Krefeld: Die Krefelder FDP ist auf Angriff gestimmt

Krefeld: Die Krefelder FDP ist auf Angriff gestimmt

Vorsitzender Joachim C. Heitmann erklärte auf dem Kreisparteitag, dass die Liberalen die Voraussetzungen für eine neue Mehrheit im Rat nach der nächsten Kommunalwahl schaffen wollen.

Die Krefelder FDP sieht sich hervorragend aufgestellt und will nach schweren Jahren wieder gestalten. Das war die vordringliche Botschaft des Kreisparteitages der Liberalen, der am Samstag in der Gaststätte "Schwarzes Pferd" an der Moerser Straße stattfand. Die guten Wahlergebnisse auf Bundes- und Landesebene sorgten generell schon für positive Stimmung bei den Mitgliedern. Gerade in der Seidenstadt war die Partei stark gewesen und hatte bei der Bundestagswahl mit 17,42 Prozent der Zweitstimmen im Wahlkreis 110 - mit Spitzenkandidat Otto Fricke - das zweitbeste Ergebnis deutschlandweit abgeliefert.

Dieses neue Selbstvertrauen zeigte sich auch in der Rede des Kreisvorsitzenden Joachim C. Heitmann, der davon sprach, dass es das Ziel sei, in der zweiten Hälfte der Amtszeit von Oberbürgermeister Frank Meyer - den er als "Feel-Good-Bürgermeister" bezeichnete - "die Voraussetzungen für eine neue Mehrheit im Stadtrat nach der nächsten Kommunalwahl zu schaffen. Für eine Gestaltungsmehrheit mit deutlich liberaler Handschrift."

Doch nicht nur in den Wortmeldungen war die Zufriedenheit der Liberalen mit ihrer aktuellen Situation auch und besonders in Krefeld zu erkennen. Die Wahlergebnisse waren ebenfalls entsprechend eindeutig.
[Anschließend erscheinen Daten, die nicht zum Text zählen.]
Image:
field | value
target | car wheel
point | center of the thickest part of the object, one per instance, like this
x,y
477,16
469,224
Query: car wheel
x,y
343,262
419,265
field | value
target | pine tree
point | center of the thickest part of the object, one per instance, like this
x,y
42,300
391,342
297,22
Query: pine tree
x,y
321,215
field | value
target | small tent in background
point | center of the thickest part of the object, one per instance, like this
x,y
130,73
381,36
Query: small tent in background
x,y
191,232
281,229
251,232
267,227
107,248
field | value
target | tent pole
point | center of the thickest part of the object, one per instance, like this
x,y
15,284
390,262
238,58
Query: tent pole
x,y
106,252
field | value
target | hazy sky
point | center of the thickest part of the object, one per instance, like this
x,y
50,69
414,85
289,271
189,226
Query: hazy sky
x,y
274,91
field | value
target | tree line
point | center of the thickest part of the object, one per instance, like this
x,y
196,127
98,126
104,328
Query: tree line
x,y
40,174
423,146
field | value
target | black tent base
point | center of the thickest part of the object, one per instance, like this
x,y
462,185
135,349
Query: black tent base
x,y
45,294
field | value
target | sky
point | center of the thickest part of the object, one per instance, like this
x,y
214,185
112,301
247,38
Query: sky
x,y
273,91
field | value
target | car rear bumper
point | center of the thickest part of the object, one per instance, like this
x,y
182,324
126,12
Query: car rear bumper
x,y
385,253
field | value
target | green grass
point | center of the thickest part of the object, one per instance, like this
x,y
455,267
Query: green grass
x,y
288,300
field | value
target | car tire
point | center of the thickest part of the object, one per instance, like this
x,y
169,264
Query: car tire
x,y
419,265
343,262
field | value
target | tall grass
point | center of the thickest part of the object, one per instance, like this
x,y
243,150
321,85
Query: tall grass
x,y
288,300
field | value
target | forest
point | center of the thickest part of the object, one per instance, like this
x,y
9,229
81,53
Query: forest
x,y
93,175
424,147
Heitmann als erster Vorsitzender, Bundestagsabgeordneter Otto Fricke und Florian Philipp Ott als stellvertretende Vorsitzende, Carsten Repges als Schatzmeister und Alexander Schmitz als Schriftführer wurden nicht nur wiedergewählt, alle fünf Wahlen zusammen ergaben bei jeweils 40 Wahlberechtigten kumuliert nur eine Gegenstimme und drei Enthaltungen.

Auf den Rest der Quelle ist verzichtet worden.